Peki, sizce tek gerekçe bu olabilir mi? Tabii ki değil. Onayın askıya alınmasının nedeni ABD’nin uyarısı kadar, Almanların da gördüğü bir gerçek. O gerçek şu ki, Çinliler bu yılın Ocak-Ekim arasındaki 10 aylık sürede satın aldıkları Alman yüksek teknoloji firmalarına 11 milyar Euro ödediler. Sizce, Almanların ve Amerikalıların korkması için bu bile yeterli bir sebep değil mi? Bu satışın en önemlilerden birisi de Çinli üretici Midea tarafından satın alınan Alman robot üreticisi Kika idi.
Onayın askıya alınması ile ilgili açıklama yapan Alman Ekonomi Bakanı Gabriel’in ayrıca Avrupa Birliğini de uyardığı belirtiliyor. Uyarıda dikkat çekilen konunun, önemli Avrupalı endüstrilerin yabancı yatırımcılardan korunması için önlem talep edilmesi olduğu kaydediliyor. Çinli ortakların veya firmaların olduğu Avrupa Birliği projeleri şimdilerde dikkatle inceleniyor. İlk sonuçlar olarak İngiliz hükümetinin, bir hayli tartışılan Hinkley Point nükleer projesini ertelemiş olmasını söyleyebiliriz. Diğer yandan Avrupa Birliği anti-tröst yetkilileri de, İsveç tohum üreticisi Syngenta’ya ChemChina firması tarafından satın alınmasını hâlâ derinlemesine soruşturuyor olduğunu da ekleyelim.
Şimdi ülkemize gelelim. Çinli bir firma tarafından aylardır satın alınmaya çalışılan yüksek teknolojiye sahip bir Türk şirketi var. Her şey tamam ve imza safhasına gelindi. Satan, satın alan, satılan, teamül gereği nihâi onayı vermesi gerekenler, hepsi tamam. Fakat görünmez bir güç bu imzayı engelliyor. Nihâi imzanın atılamamasının yani yüksek teknolojiye sahip bir Türk firmasının hâlâ satılamamasının arkasında yatan gerekçeler yukarıda yazdıklarımla sizce ne kadar örtüşüyor?
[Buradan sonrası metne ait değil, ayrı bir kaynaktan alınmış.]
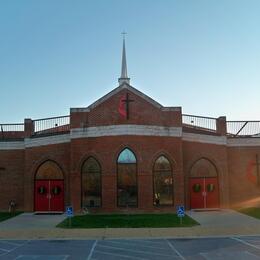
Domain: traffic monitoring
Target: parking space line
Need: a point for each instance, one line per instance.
(9, 251)
(37, 256)
(245, 242)
(145, 240)
(133, 244)
(131, 250)
(251, 254)
(174, 249)
(92, 250)
(10, 243)
(125, 256)
(5, 250)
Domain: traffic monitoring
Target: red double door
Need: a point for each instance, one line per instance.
(49, 196)
(204, 193)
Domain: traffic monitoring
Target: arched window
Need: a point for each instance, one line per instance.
(126, 179)
(162, 182)
(91, 183)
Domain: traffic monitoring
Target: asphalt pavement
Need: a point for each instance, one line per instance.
(227, 248)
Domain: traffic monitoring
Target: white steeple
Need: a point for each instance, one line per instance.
(123, 77)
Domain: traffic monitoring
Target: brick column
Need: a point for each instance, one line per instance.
(28, 127)
(221, 125)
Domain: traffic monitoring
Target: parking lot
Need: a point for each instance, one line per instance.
(196, 248)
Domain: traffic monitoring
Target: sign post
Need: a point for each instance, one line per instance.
(69, 212)
(180, 213)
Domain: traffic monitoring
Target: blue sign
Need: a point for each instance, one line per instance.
(180, 211)
(69, 211)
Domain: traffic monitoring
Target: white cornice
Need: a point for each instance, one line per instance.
(47, 140)
(117, 130)
(208, 139)
(236, 142)
(19, 145)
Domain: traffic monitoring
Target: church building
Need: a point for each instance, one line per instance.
(127, 152)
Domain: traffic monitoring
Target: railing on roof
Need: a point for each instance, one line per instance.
(52, 125)
(200, 122)
(243, 128)
(12, 127)
(11, 131)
Sonuç olarak; işlemci konusunda ABD’nin temel korkusu, savunma sanayi. Yani güvenlik, bir diğer deyişle nükleer teknoloji. Almanya’ya yapılan uyarılarda bu doğrultuda. Kısacası; teknoloji savaşının ekonomi cephesi dedikleri işte budur.
(Bu yazının bir kısmı 6 Kasım 2016 tarihli Para dergisinde yayınlanmıştır.)